ETH becoming proof of stake instead of proof of work is apparently scheduled for a month from now.
Thrag
3912
Ah, the final stake in the coffin of the notion of decentralization.
aeneas
3913
Several hundred million AUD has been spent on this to date and they’ve had to reset the entire block chain during the project several times. Not really a viable solution in production as you can imagine.
This was the biggest non crypto use of the block chain anywhere and it’s about to go away entirely.
Are you still involved in the project? I recall you replying a couple of years ago that you were in some way and that blockchain was marketing baloney. Seems not much has changed?
Menzo
3915
I’m sure this guy was shocked to discover money laundering going on in this establishment.
I didn’t expect this. I expected a more sophisticated grift, not just a run of the mill rug pull.
Sophisticated is not a word I associate with Shkreli
Yes, perhaps sophisticated is not what I was looking to get at. I was expecting a greedier longer term play.
aeneas
3919
Thank you for asking.
The company I work for which has a system that our customers use that sits on the opposite side to chess, we are code complete for the new system and have been for sometime, we were just about to start rolling out the new chess version of the software for customers to commence their testing with.

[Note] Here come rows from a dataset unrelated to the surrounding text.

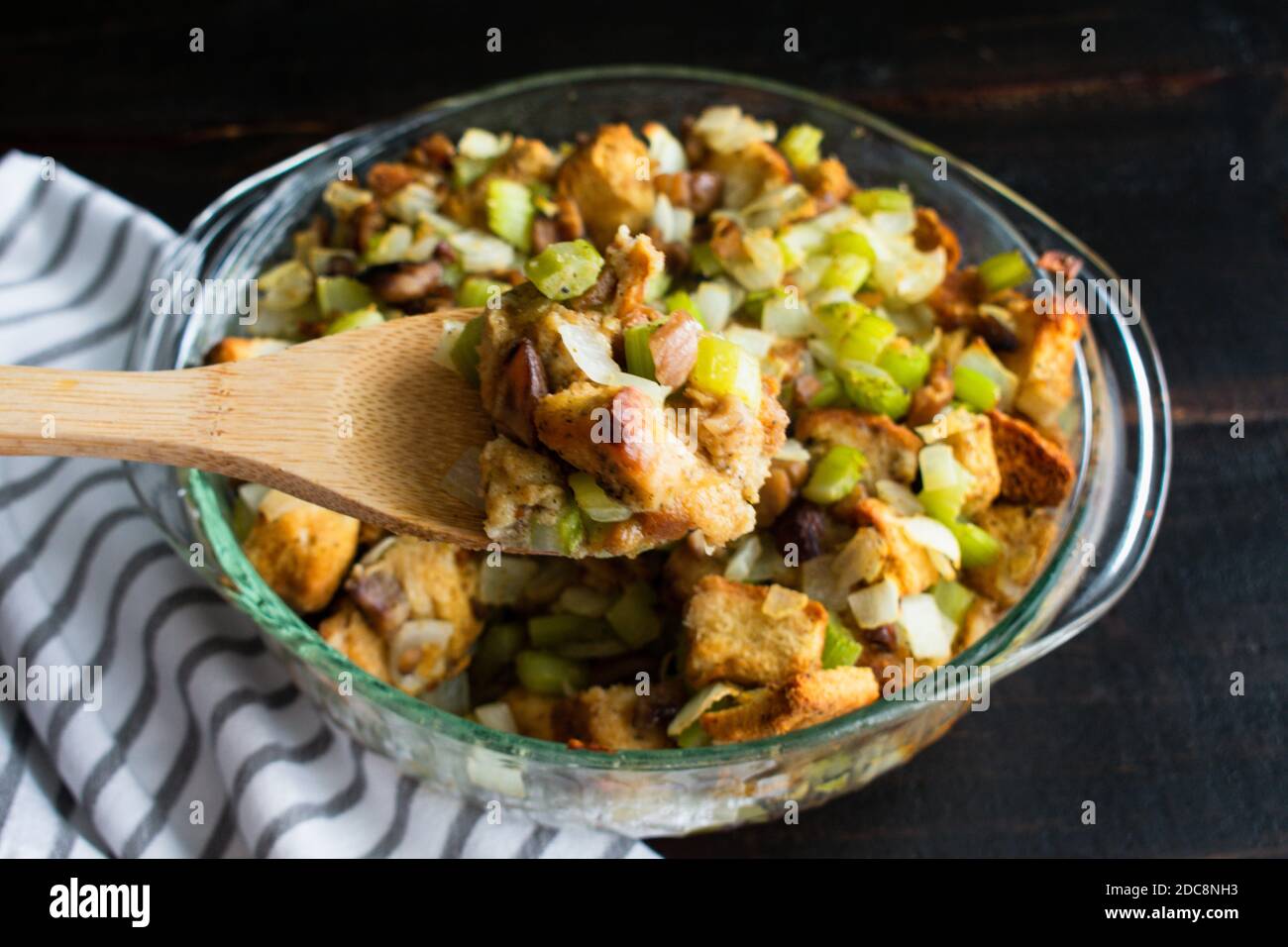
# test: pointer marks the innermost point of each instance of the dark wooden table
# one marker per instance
(1128, 146)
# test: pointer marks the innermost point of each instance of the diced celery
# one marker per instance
(881, 198)
(496, 648)
(703, 260)
(694, 736)
(953, 599)
(639, 357)
(835, 475)
(360, 318)
(975, 388)
(866, 339)
(480, 291)
(874, 390)
(593, 501)
(342, 294)
(552, 630)
(840, 650)
(634, 616)
(567, 269)
(510, 211)
(905, 363)
(724, 368)
(465, 352)
(571, 530)
(800, 146)
(978, 547)
(848, 272)
(549, 674)
(683, 300)
(1004, 270)
(829, 389)
(850, 243)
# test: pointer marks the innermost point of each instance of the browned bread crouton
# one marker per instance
(301, 551)
(730, 635)
(973, 446)
(1026, 535)
(1033, 470)
(906, 562)
(600, 178)
(236, 350)
(890, 449)
(537, 715)
(349, 633)
(616, 718)
(802, 701)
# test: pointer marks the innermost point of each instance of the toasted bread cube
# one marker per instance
(348, 631)
(890, 449)
(616, 718)
(973, 447)
(237, 348)
(536, 715)
(518, 484)
(802, 701)
(729, 637)
(1034, 471)
(1026, 535)
(619, 437)
(906, 562)
(301, 551)
(601, 179)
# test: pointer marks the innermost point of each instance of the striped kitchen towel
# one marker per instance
(201, 745)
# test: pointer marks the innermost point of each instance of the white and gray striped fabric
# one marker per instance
(201, 745)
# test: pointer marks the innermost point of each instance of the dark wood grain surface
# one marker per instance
(1128, 146)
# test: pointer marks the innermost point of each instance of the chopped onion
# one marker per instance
(725, 129)
(743, 558)
(503, 583)
(793, 451)
(927, 631)
(593, 356)
(900, 497)
(932, 535)
(876, 604)
(482, 253)
(497, 716)
(664, 149)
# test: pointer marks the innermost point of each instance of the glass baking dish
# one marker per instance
(1120, 433)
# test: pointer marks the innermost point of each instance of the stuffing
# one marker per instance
(971, 444)
(1033, 470)
(1044, 363)
(748, 172)
(730, 637)
(301, 551)
(906, 562)
(237, 348)
(349, 633)
(601, 179)
(417, 596)
(889, 447)
(619, 437)
(518, 486)
(803, 699)
(1025, 535)
(536, 715)
(616, 718)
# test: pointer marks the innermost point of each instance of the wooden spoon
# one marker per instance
(364, 423)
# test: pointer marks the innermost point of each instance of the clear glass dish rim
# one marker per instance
(992, 650)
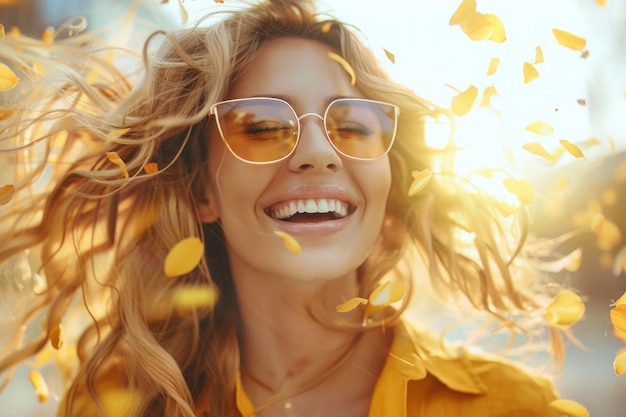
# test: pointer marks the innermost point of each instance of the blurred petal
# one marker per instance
(538, 55)
(540, 127)
(41, 388)
(351, 304)
(420, 181)
(462, 13)
(183, 257)
(463, 102)
(289, 242)
(115, 158)
(530, 72)
(620, 364)
(565, 310)
(537, 149)
(388, 293)
(8, 79)
(569, 40)
(569, 408)
(493, 66)
(345, 65)
(571, 148)
(6, 193)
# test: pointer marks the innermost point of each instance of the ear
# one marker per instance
(208, 212)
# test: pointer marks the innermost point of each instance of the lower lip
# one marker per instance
(312, 229)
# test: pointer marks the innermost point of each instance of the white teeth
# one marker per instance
(311, 206)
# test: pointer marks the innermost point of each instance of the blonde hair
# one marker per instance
(103, 236)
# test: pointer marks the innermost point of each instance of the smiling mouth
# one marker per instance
(309, 210)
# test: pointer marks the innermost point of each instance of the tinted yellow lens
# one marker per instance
(258, 130)
(361, 128)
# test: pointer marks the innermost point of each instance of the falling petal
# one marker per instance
(151, 168)
(537, 149)
(463, 102)
(493, 66)
(6, 193)
(523, 189)
(183, 257)
(345, 65)
(8, 79)
(56, 337)
(569, 40)
(388, 293)
(351, 304)
(115, 158)
(540, 127)
(569, 408)
(391, 57)
(48, 35)
(608, 235)
(41, 388)
(487, 94)
(530, 72)
(194, 297)
(463, 12)
(620, 364)
(538, 55)
(420, 181)
(572, 149)
(289, 242)
(565, 310)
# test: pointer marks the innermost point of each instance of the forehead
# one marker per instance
(297, 68)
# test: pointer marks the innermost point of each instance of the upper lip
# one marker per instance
(314, 192)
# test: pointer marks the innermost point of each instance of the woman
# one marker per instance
(273, 136)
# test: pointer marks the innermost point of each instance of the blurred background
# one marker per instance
(581, 94)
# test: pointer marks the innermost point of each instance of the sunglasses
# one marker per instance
(263, 130)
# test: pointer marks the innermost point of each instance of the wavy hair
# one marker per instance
(100, 237)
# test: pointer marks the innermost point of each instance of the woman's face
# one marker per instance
(251, 200)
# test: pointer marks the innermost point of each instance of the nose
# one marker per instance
(314, 151)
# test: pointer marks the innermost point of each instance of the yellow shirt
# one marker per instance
(421, 379)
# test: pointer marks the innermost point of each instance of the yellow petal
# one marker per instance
(420, 181)
(530, 72)
(565, 310)
(115, 158)
(571, 148)
(569, 408)
(463, 102)
(351, 304)
(345, 65)
(56, 336)
(183, 257)
(538, 55)
(41, 388)
(487, 94)
(6, 193)
(540, 127)
(620, 364)
(569, 40)
(289, 242)
(151, 168)
(537, 149)
(391, 57)
(523, 189)
(463, 12)
(388, 293)
(493, 66)
(8, 79)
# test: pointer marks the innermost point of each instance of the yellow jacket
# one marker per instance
(421, 379)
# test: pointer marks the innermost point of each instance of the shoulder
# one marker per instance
(463, 381)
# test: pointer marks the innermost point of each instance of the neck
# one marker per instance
(287, 354)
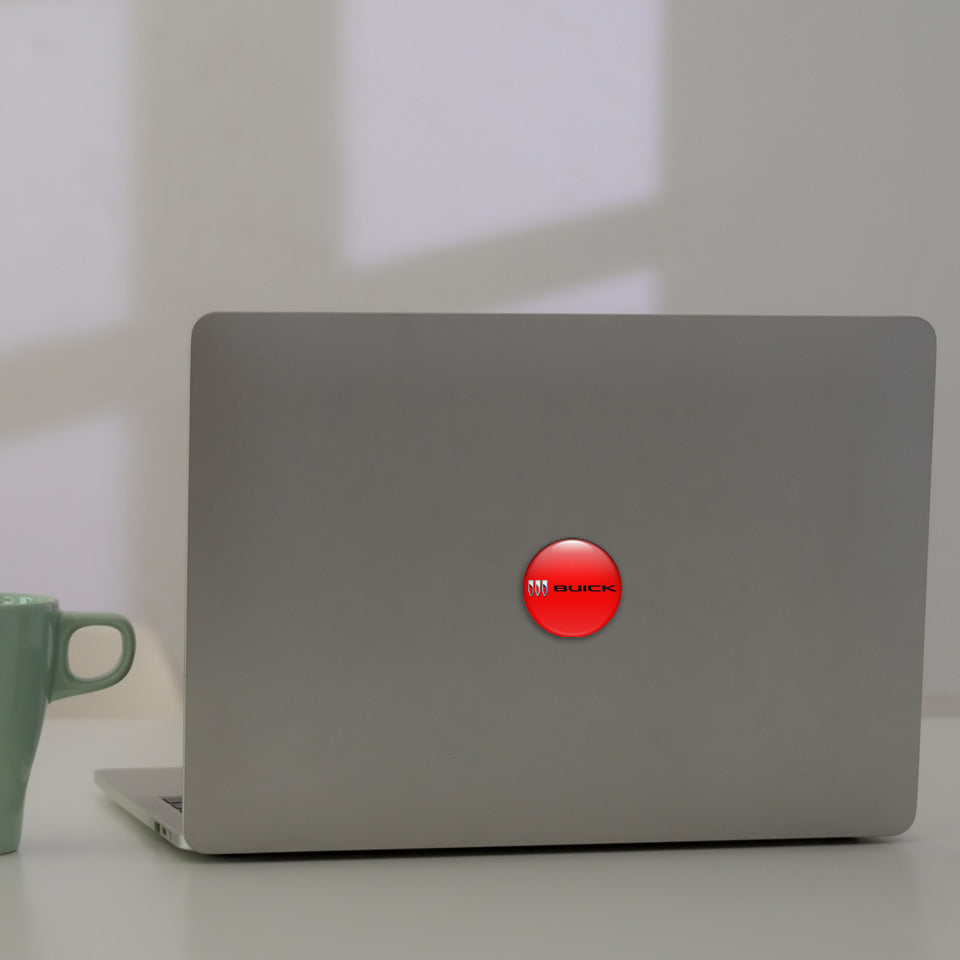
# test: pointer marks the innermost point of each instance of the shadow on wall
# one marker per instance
(358, 158)
(168, 159)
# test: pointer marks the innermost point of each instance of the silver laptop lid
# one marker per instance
(367, 491)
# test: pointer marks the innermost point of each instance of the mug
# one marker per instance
(34, 670)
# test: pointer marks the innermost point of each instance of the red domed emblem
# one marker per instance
(572, 588)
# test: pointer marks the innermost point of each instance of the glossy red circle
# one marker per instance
(572, 588)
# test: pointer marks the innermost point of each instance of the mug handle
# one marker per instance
(63, 682)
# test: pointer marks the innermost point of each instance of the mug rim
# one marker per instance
(13, 600)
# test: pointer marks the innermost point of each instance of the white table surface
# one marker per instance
(89, 881)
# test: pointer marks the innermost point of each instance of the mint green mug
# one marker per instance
(34, 670)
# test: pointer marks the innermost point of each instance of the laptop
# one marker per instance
(493, 581)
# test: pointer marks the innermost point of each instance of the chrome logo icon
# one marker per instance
(572, 588)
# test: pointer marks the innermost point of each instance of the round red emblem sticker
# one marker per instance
(572, 588)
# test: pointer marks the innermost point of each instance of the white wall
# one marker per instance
(165, 158)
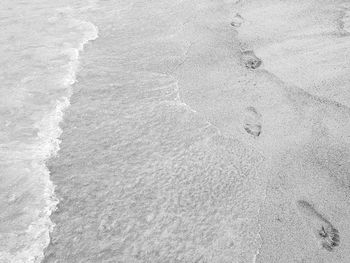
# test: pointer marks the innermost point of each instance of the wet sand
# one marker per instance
(220, 158)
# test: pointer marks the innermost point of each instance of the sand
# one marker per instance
(214, 132)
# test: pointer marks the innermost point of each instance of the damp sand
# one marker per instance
(180, 146)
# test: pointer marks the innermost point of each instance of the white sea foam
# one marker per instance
(47, 145)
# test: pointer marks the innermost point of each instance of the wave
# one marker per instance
(36, 238)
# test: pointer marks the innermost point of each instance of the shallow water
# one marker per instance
(39, 61)
(155, 163)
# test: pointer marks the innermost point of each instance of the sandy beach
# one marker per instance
(192, 131)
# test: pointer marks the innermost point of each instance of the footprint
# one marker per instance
(326, 234)
(252, 121)
(237, 21)
(250, 60)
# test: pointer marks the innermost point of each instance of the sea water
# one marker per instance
(153, 163)
(39, 61)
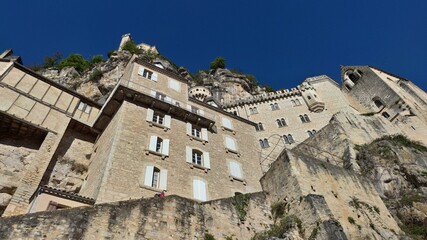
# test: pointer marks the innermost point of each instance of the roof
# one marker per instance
(62, 194)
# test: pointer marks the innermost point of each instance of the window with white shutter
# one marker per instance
(235, 170)
(199, 190)
(230, 144)
(175, 85)
(197, 133)
(197, 158)
(158, 119)
(158, 146)
(155, 178)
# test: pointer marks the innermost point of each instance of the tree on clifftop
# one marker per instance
(219, 62)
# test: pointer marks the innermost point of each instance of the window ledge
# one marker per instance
(192, 165)
(151, 123)
(232, 151)
(232, 178)
(197, 139)
(228, 129)
(147, 152)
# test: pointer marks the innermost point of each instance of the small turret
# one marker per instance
(309, 94)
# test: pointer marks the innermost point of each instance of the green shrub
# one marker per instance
(241, 203)
(351, 220)
(218, 62)
(75, 60)
(97, 59)
(95, 75)
(110, 53)
(131, 47)
(209, 236)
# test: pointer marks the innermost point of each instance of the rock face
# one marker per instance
(396, 166)
(95, 83)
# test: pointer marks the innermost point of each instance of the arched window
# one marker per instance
(259, 127)
(285, 139)
(266, 144)
(291, 139)
(281, 122)
(378, 103)
(255, 110)
(302, 118)
(386, 115)
(156, 178)
(261, 143)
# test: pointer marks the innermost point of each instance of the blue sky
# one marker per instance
(280, 42)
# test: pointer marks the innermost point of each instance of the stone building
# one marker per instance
(155, 133)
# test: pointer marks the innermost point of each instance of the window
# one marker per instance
(175, 85)
(158, 118)
(147, 74)
(288, 139)
(304, 118)
(235, 170)
(264, 143)
(227, 124)
(159, 146)
(55, 206)
(155, 178)
(198, 158)
(253, 110)
(281, 122)
(84, 107)
(274, 106)
(230, 144)
(199, 190)
(196, 132)
(386, 115)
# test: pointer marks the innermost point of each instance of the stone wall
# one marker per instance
(170, 217)
(321, 194)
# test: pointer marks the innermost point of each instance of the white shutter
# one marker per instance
(188, 152)
(163, 179)
(199, 190)
(148, 180)
(168, 121)
(206, 160)
(150, 114)
(227, 123)
(141, 71)
(189, 128)
(154, 77)
(153, 143)
(165, 147)
(205, 134)
(235, 169)
(230, 144)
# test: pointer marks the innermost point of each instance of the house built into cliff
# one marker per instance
(157, 133)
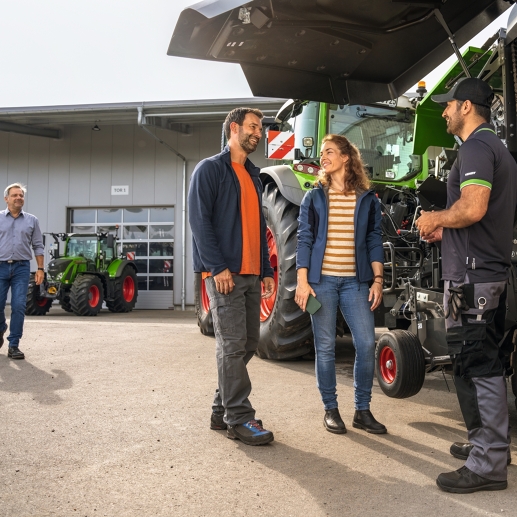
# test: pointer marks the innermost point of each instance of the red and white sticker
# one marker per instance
(280, 145)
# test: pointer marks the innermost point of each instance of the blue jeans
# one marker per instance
(15, 276)
(352, 297)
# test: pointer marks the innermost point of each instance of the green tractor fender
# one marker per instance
(117, 266)
(291, 186)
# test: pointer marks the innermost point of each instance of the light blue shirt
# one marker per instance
(18, 235)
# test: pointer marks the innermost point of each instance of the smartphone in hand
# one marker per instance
(313, 305)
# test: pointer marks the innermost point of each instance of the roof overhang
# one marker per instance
(336, 51)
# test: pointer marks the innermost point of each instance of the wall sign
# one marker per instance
(119, 190)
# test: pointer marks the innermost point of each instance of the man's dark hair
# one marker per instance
(238, 115)
(481, 111)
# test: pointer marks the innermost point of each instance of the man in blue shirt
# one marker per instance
(477, 231)
(20, 235)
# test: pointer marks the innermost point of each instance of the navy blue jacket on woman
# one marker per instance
(313, 226)
(214, 202)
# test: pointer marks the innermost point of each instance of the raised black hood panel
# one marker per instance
(337, 51)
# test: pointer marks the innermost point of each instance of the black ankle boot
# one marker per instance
(363, 419)
(333, 422)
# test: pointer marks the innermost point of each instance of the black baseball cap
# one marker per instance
(468, 89)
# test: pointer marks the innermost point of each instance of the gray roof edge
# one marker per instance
(113, 107)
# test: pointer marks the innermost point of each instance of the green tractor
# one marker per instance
(88, 273)
(350, 64)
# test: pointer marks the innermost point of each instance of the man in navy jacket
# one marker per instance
(229, 248)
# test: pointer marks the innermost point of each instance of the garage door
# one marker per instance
(145, 236)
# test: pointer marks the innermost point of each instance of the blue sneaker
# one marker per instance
(250, 433)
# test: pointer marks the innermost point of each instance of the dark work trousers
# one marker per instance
(478, 367)
(236, 319)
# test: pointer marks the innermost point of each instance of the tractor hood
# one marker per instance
(343, 52)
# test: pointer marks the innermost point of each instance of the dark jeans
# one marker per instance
(236, 319)
(15, 276)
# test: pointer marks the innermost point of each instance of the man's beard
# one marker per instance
(245, 142)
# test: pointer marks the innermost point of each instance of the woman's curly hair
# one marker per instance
(356, 177)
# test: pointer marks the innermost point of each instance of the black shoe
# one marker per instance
(333, 422)
(216, 421)
(15, 353)
(250, 433)
(464, 481)
(462, 450)
(363, 419)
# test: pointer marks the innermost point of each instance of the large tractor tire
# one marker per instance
(202, 303)
(65, 304)
(36, 304)
(399, 364)
(125, 292)
(285, 330)
(86, 295)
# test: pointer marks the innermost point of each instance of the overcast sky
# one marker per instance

We’ve had 10ish full time employees on this for 2 - 3 years. So that money may well be down the drain and is not recoverable. Which in a firm of under 60 staff is significant.
If you added up all the resources that have been pissed away on blockchain solutions to non-existent problems (or problems to which blockhains are in no way a solution) I’m sure it is absolutely staggering.
I wouldn’t be surprised if they knew what they were doing.
The people who trusted them with their money, though…
Timex
3924
When you hear someone espousing the virtues of crypto, that person is almost certain either a con man, or a sucker.
Well these guys seem to have found the best use of the blockchain:
But there is a working theory. In Three Arrows’ final days, the partners reached out to every wealthy crypto whale they knew to borrow more bitcoin, and top crypto executives and investors — from the U.S. to the Caribbean to Europe to Singapore — believe 3AC found willing lenders of last resort among organized-crime figures. Owing such characters large sums of money could explain why Zhu and Davies have gone into hiding. These are also the kinds of lenders you want to make whole before anyone else, but you may have to route the money through the Caymans. Says the former trader and 3AC business partner, “They paid the Mafia back,” adding, “If you start borrowing from these guys, you must be really desperate.”
The blockchain is good for crimeing!
It truly is the era of Trump when bragging dickishly on Twitter is all it takes to get people to trust you.
rei
3927
3AC founders’ yacht is named the “Much Wow”
…so much cringe.
Tim_N
3928
I bought a dogecoin shirt back in 2014 that has “WOW” on it. I thought it was funny at the time. Back then, dogecoin was just a fun subreddit community where people would give each other dogecoin and try to propel the joke currency into everyday society any way they can. I still remember when they pooled their money together to buy a dogecoin image pasted on a NASCAR car and shared clips of everytime it was on TV.
It’s a real shame how perverted the industry became since then, and even that same dogecoin community is now just full of people wanting to make money like every other crypto ‘community’.
or a sucker-off of conmen? ;)
Aceris
3930
Yeah the fact that dogecoin became a “serious” moneymaking ponzi confused me, as I thought it had been 99% for the lols early on. Glad to hear my memory wasnt completely wrong.